This time, we’re going to take a look at an element from the first Group of the Periodic Table, sodium.
Sodium was first isolated as an element in 1807, by Cornishman Sir Humphry Davy, with a pioneering technique using electricity to split compounds by electrolysis. The word ‘electrolysis’ derives from the Greek words ‘lysis’ (meaning ‘a loosening’) and ‘ēlektron’ (meaning ‘amber’, as static electricity can be generated by rubbing amber).
Davy had postulated that electricity was an essential property of matter, in effect the ‘glue’ that holds particles of matter together, so he proposed an ‘electrical theory of chemical affinity’. A further hypothesis was that when two elements combine to make a compound, electrical energy is released. So, by applying electricity to a compound, it should be possible to split the elements apart again.

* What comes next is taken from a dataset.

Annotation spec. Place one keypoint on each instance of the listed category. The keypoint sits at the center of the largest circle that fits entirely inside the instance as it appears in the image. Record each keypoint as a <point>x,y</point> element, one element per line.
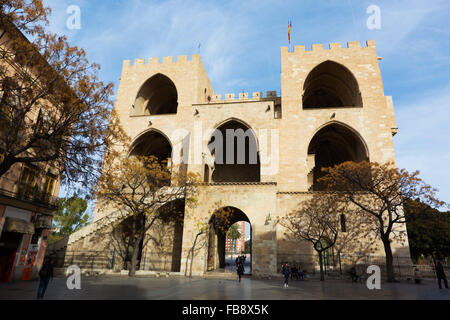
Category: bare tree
<point>54,109</point>
<point>316,220</point>
<point>380,191</point>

To do this, he made use of a ‘voltaic pile’ (an early ‘battery’) developed by the Italian chemist Alessandro Volta, in 1799. This apparatus was made from alternating copper and zinc metal discs sandwiched between pieces of paper (or woollen felt), moistened with an electrolyte, a solution which conducts electricity—this was usually salt water, but acid was also used. Wires would be attached to the top and bottom of the stack. An example of a pile from this period can be seen below.

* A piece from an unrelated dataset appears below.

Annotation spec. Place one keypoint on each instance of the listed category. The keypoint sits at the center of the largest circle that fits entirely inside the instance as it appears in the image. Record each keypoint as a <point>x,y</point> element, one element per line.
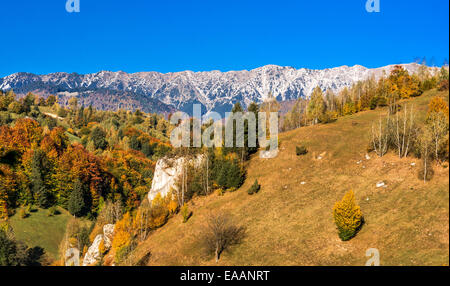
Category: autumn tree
<point>220,233</point>
<point>347,216</point>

In 1800, remarkably soon after Volta’s apparatus was conceived, English scientists William Nicholson and Anthony Carlisle used it to break down water into its components by passing the current generated by a voltaic pile through it. The water decomposed by electrolysis into oxygen and hydrogen.

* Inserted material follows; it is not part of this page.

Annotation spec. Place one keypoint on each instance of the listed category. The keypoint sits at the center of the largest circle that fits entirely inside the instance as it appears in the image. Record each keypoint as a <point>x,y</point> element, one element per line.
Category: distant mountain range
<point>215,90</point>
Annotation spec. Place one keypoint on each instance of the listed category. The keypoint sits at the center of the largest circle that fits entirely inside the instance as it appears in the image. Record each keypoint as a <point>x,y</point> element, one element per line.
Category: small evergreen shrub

Davy was galvanised (pun, once again, intended) by these findings and built a huge version of this equipment in the basement of the Royal Institution. This ‘improved’ voltaic pile generated a sustained electrical current, which Davy used to break apart a number of common compounds.
One of these compounds was caustic soda, sodium hydroxide (NaOH), from which he isolated sodium, having just days before isolated the alkali metal element potassium from caustic potash. Enthused by this new technique, Davy observed that “Nothing promotes the advancement of science so much as a new instrument.”
His success prompted him to continue with his work on isolating the elements using electrolysis. In the end, he isolated not only sodium and potassium, but barium, boron, calcium, magnesium, and strontium.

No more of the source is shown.